As suggested by [31], good explanations are selective, contrastive and social. That an explanation is selective means that only the most salient points relevant to an outcome are presented. Our method is, to some extent, selective since in explaining outcomes it only presents those differences between a precedent and a focus case that are relevant. However, we noted that further research is needed to improve our method in this respect. That an explanation is contrastive means that it not just explains why the given outcome was reached but also why another outcome was not reached. Our explanations are indeed contrastive in this sense, as reflected in our mechanism for emphasising and downplaying a distinction, although more research is needed to avoid too many ‘trivial’ explanations. Finally, that an explanation is social means that in the transfer of knowledge, assumptions about the user’s prior knowledge and views influence what constitutes a proper explanation.
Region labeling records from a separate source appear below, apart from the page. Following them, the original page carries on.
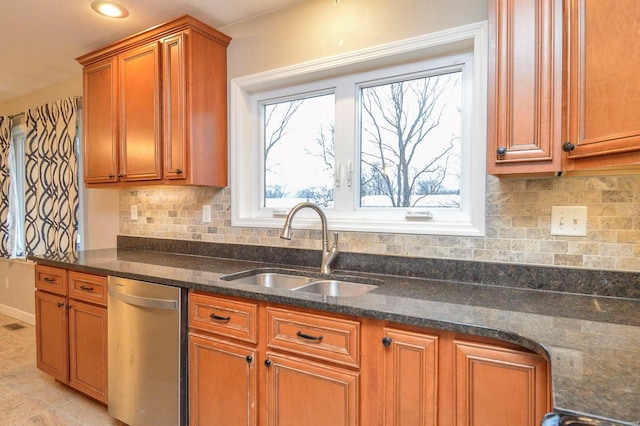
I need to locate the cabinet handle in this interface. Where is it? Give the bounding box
[296,331,322,342]
[209,314,231,324]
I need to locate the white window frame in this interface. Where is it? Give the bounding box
[230,22,487,236]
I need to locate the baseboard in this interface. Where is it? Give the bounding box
[0,304,36,325]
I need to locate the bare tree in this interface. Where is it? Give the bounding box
[361,75,459,207]
[264,99,304,163]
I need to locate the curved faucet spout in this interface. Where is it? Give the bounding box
[280,202,338,274]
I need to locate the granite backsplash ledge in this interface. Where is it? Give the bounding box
[117,235,640,299]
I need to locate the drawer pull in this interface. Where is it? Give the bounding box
[209,314,231,324]
[296,331,322,342]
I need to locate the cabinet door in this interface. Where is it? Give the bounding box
[189,334,258,426]
[35,290,69,383]
[487,0,562,174]
[564,0,640,170]
[162,33,188,179]
[382,327,438,426]
[266,354,360,426]
[118,42,162,181]
[454,341,551,426]
[69,300,107,403]
[82,58,118,183]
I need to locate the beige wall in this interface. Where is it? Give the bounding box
[120,0,640,271]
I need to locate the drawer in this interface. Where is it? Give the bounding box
[267,308,360,367]
[189,293,258,343]
[36,265,67,296]
[69,271,107,306]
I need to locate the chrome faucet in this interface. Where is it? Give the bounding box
[280,202,338,274]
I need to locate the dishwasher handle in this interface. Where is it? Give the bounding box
[109,287,178,311]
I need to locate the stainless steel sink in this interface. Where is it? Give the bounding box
[222,272,314,289]
[293,280,376,297]
[220,269,382,297]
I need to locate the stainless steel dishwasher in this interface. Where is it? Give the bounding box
[107,276,186,426]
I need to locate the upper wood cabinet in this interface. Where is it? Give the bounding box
[77,16,231,187]
[487,0,640,175]
[487,0,562,174]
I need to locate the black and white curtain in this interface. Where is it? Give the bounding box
[24,98,79,255]
[0,116,12,257]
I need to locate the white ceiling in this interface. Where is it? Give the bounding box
[0,0,304,104]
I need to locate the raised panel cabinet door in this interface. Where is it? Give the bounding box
[265,353,360,426]
[564,0,640,169]
[189,334,258,426]
[69,300,108,403]
[82,58,118,183]
[381,327,438,426]
[487,0,562,175]
[162,33,188,179]
[118,42,162,181]
[35,290,69,383]
[454,341,551,426]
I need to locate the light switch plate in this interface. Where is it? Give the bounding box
[551,206,587,237]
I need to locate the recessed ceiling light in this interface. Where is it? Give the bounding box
[91,1,129,18]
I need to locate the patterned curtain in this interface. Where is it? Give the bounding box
[24,98,79,255]
[0,117,12,257]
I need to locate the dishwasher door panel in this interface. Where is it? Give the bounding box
[108,277,182,426]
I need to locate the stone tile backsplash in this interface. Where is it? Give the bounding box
[120,176,640,271]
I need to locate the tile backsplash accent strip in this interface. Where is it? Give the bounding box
[120,176,640,271]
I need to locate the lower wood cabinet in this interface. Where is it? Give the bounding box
[189,293,552,426]
[189,334,258,425]
[35,265,108,403]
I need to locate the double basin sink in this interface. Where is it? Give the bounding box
[220,268,382,297]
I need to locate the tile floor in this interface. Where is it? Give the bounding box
[0,314,124,426]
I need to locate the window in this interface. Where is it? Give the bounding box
[7,124,27,258]
[231,24,486,235]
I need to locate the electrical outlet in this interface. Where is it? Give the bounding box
[202,204,211,223]
[551,206,587,237]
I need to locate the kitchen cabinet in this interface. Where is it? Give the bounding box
[35,265,107,403]
[189,292,551,426]
[487,0,640,175]
[77,16,231,187]
[265,307,360,426]
[487,0,562,174]
[189,293,259,425]
[453,340,550,426]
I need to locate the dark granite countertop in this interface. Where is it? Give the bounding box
[31,248,640,425]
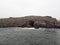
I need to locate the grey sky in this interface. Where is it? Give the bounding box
[0,0,60,19]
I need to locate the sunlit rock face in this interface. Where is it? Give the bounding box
[0,16,60,28]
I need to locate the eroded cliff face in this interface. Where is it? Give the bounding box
[0,16,60,28]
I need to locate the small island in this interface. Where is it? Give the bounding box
[0,16,60,29]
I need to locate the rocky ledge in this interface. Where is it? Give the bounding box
[0,16,60,28]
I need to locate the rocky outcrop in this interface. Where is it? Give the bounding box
[0,16,60,28]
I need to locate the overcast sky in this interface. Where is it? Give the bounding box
[0,0,60,19]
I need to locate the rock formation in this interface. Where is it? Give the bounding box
[0,16,60,28]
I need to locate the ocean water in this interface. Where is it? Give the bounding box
[0,27,60,45]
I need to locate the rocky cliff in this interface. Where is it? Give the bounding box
[0,16,60,28]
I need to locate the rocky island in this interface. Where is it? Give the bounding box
[0,16,60,28]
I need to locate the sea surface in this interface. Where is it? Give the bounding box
[0,27,60,45]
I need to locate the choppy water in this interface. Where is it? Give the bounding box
[0,27,60,45]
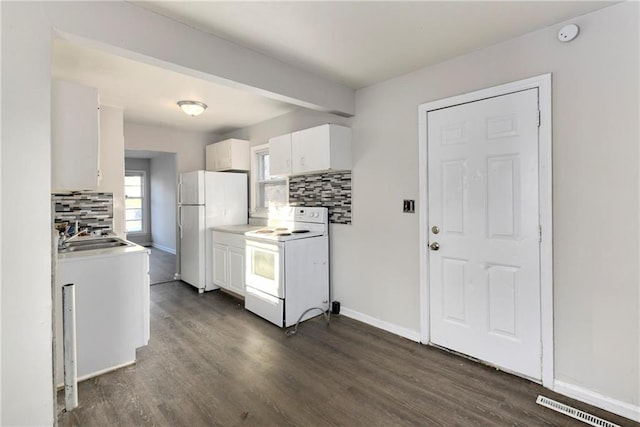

The dialogical and argumentation-based form of our explanations create the prospects for truly social explanations, since users may be enabled to provide their knowledge and views (values) to the system by using argument schemes of the kind discussed in Section 7. Of course, future research should investigate to what extent it is realistic to allow users to add such relevant information during an explanation dialogue.
While our approach was motivated by legal decision making, it may also apply to other kinds of decision making, such as commercial decisions about loan applications, employee hiring or customer treatment, as long as the outcome is binary and the input conforms to this paper’s factor- or dimension format. Nevertheless, as our experiments with the Churn and Admission data sets showed, the question remains whether our model only applies to a relatively small set of cases (as is often the case in the law; cf. [8]), or whether it can also be made practically feasible with large data sets.
Throughout the paper we gave a number of specific suggestions for further research. We conclude by observing that, on the one hand, our model has several attractive features and received several encouraging experimental outcomes but that, on the other hand, the added value of our explanation method is not self-evident and needs further development and further experimentation with human test subjects. A main aim of our paper has been to lay the foundations for such further development and experiments.